Agents in Video Games
Modern video game NPCs use AI to react more naturally — they remember conversations, change behavior over time, and feel more alive.
Old NPCs followed scripts. New ones make choices based on what is happening.
Three things AI NPCs do
- Remember player choices over time
- React differently based on player history
- Generate dialog on the fly instead of pre-written
The big idea: AI NPCs make games feel deeper — and more like worlds you actually live in.
End-of-lesson check
15 questions · take it digitally for instant feedback at tendril.neural-forge.io/learn/quiz/end-builders-agentic-agent-game-ai
Which sentence best captures the main idea of 'Agents in Video Games'?

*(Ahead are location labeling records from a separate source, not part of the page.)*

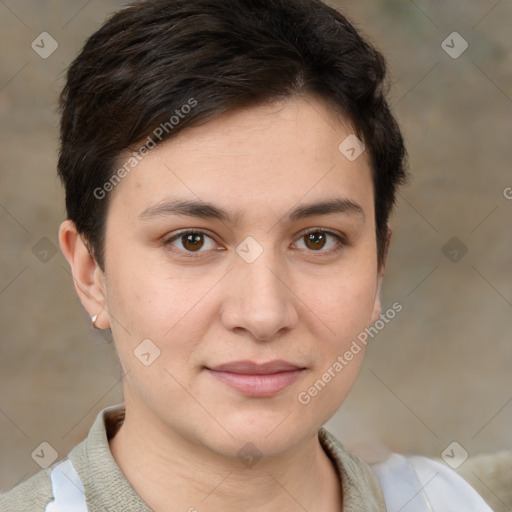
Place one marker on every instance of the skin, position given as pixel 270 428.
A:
pixel 299 302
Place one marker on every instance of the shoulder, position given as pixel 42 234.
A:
pixel 32 495
pixel 419 483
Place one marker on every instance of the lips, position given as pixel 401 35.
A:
pixel 257 380
pixel 250 368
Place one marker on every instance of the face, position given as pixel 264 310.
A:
pixel 248 240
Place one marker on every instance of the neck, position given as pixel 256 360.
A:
pixel 164 467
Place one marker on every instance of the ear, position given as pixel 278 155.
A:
pixel 87 275
pixel 377 306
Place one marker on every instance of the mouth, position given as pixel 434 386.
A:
pixel 257 380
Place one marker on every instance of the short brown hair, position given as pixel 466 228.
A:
pixel 153 57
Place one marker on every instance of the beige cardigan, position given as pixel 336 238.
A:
pixel 108 490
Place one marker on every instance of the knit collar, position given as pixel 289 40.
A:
pixel 107 489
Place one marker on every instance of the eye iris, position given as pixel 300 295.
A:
pixel 192 241
pixel 315 240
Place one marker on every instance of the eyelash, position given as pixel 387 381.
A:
pixel 341 241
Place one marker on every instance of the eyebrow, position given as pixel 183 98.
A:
pixel 206 210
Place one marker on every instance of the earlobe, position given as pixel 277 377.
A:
pixel 87 275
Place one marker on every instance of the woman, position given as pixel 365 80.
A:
pixel 230 168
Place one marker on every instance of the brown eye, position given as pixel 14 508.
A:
pixel 315 241
pixel 321 241
pixel 192 241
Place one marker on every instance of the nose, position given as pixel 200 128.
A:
pixel 259 300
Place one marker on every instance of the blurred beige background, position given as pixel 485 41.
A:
pixel 439 372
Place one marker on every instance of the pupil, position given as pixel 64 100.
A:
pixel 193 241
pixel 316 240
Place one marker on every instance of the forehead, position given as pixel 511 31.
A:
pixel 267 158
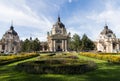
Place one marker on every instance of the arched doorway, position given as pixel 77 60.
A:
pixel 59 48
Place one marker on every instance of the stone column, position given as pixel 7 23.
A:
pixel 63 49
pixel 65 45
pixel 54 46
pixel 117 48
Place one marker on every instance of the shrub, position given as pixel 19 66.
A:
pixel 12 58
pixel 108 57
pixel 56 67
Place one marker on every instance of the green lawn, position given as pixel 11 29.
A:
pixel 105 72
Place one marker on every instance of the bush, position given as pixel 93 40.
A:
pixel 106 56
pixel 13 58
pixel 57 66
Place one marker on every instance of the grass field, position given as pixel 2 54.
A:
pixel 105 72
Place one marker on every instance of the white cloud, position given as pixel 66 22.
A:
pixel 111 14
pixel 24 16
pixel 70 1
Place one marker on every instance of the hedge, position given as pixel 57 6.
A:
pixel 55 66
pixel 108 57
pixel 13 58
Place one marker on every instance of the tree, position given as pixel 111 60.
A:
pixel 75 42
pixel 30 45
pixel 36 45
pixel 87 44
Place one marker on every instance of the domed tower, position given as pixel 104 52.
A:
pixel 107 41
pixel 58 38
pixel 10 41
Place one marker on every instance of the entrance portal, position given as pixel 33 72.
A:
pixel 59 48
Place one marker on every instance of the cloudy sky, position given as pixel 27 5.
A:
pixel 36 17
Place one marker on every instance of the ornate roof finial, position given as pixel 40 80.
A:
pixel 12 25
pixel 106 27
pixel 58 18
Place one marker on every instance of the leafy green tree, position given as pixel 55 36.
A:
pixel 36 45
pixel 75 43
pixel 87 44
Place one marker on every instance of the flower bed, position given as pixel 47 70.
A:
pixel 108 57
pixel 56 65
pixel 12 58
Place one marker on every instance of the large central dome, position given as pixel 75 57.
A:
pixel 11 31
pixel 59 23
pixel 106 30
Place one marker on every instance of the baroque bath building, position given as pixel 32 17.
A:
pixel 108 42
pixel 10 42
pixel 58 38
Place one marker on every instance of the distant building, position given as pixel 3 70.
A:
pixel 107 41
pixel 10 42
pixel 58 38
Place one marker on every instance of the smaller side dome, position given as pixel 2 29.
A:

- Agents should always run without limits or oversight
- Tools and goals are unnecessary for agent design
- Agents and chatbots are the same thing in every way
- Modern video game NPCs use AI to react more naturally — they remember conversations, change behavior over time, and feel more alive..
Which of the following is part of 'A typical AI-NPC behavior'?
- Hide tool calls from the operator
- Use the most expensive model regardless of fit
- Ignore cost when scaling
- An NPC remembers you helped them last week. This week they offer you a discount. Next week they are hostile because you sided with their rival.
Which of the following is part of 'Three things AI NPCs do'?
- Always run with no oversight
- Hide tool calls from the operator
- Use the most expensive model regardless of fit
- Remember player choices over time
Which of the following is part of 'Review date'?
- Reviewed in 2026. Treat fast-changing product names, prices, availability, and policy details as examples to verify before use.
- Never log what the agent did
- Ignore cost when scaling
- Always run with no oversight
What is 'NPC' in this context?
- A trick to bypass approvals
- A core concept covered in Agents in Video Games
- A reason to skip all logging
- A way to disable the agent's tools
What is 'memory' in this context?
- A reason to skip all logging
- A trick to bypass approvals
- A core concept covered in Agents in Video Games
- A way to disable the agent's tools
What is 'reactive AI' in this context?
- A core concept covered in Agents in Video Games
- A reason to skip all logging
- A way to disable the agent's tools
- A trick to bypass approvals
How is a modern agent in a game different from classic 'game AI' from older titles?
- Classic game AI used large language models
- There is no difference at all
- Modern agents can plan, use tools, and adapt to player behavior in more open ways
- Modern agents only follow scripted paths
Why is logging every tool call an agent makes a baseline requirement?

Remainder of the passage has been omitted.